# $$......vehicle batteries.......$$



## IKE (May 5, 2017)

I purchased a new O'reilly's p/n 78EXT (800 CCA) battery for my '02' Silverado, that has 76,650 on it, yesterday to replace the one that I'd gotten almost seven years ago and the darn thing ran me $151.00 (with core) compared to the same exact battery that back in 2010 that ran me $96.00.

I guess I shouldn't complain after getting seven years use out of the old one but I will admit to a little bit of sticker shock at the $55.00 increase.......they did install it for free.

I've been buying O'reilly batteries for several years and seem to get good life out of them, unlike the Sears Die Hard's that I ran many years ago that seemed to just barely make it over the 36 month warranty period before going belly up.


----------



## Ken N Tx (May 5, 2017)

IKE said:


> I purchased a new O'reilly's p/n 78EXT (800 CCA) battery for my '02' Silverado, that has 76,650 on it, yesterday to replace the one that I'd gotten almost seven years ago and the darn thing ran me $151.00 (with core) compared to the same exact battery that back in 2010 that ran me $96.00.
> 
> I guess I shouldn't complain after getting seven years use out of the old one but I will admit to a little bit of sticker shock at the $55.00 increase.......they did install it for free.
> 
> I've been buying O'reilly batteries for several years and seem to get good life out of them, unlike the Sears Die Hard's that I ran many years ago that seemed to just barely make it over the warranty period before going belly up.
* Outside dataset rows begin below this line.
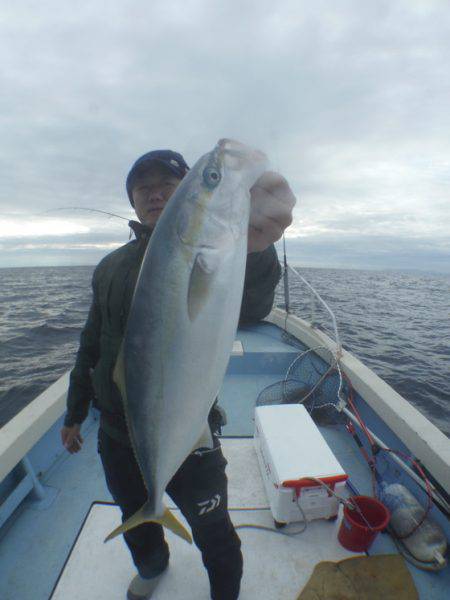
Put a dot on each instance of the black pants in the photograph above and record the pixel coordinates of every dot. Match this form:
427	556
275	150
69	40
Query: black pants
199	489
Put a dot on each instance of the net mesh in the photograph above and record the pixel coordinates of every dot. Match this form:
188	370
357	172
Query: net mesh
310	381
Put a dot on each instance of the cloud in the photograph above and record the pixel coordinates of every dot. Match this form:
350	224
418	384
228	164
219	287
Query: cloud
348	99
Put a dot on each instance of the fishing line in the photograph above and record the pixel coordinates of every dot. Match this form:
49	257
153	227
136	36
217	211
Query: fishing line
104	212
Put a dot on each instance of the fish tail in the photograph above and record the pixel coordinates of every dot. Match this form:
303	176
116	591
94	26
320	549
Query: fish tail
142	516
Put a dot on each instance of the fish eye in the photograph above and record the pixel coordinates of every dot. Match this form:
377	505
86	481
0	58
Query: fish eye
211	176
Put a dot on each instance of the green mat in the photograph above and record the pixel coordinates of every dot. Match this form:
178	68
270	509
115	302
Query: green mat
384	577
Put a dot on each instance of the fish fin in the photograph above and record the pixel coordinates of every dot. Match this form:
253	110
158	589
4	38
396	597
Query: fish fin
140	517
202	275
119	373
205	440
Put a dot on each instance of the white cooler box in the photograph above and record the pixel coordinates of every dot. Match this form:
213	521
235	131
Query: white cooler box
290	448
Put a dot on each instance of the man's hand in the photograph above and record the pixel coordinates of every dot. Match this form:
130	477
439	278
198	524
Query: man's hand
71	438
271	204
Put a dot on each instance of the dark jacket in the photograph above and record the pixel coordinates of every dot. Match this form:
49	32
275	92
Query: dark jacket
113	284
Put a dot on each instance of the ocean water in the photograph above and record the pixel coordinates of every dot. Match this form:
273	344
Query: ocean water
397	323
I hate to think what a dealer would have charged!!!!


----------



## Camper6 (May 5, 2017)

Here in Canada you get a rebate when you bring in the old battery for recycling and then they charge you an environmental fee.

Yes I have noticed the price has gone up on batteries of all kinds.


----------



## HazyDavey (May 5, 2017)

I'm wondering when the day comes when you won't even be able to change your own battery. You'll have to take it to the shop for that, just like everything else. My old work truck, 1977 Dodge Power Wagon is the only rig we have that I can work on anymore.


----------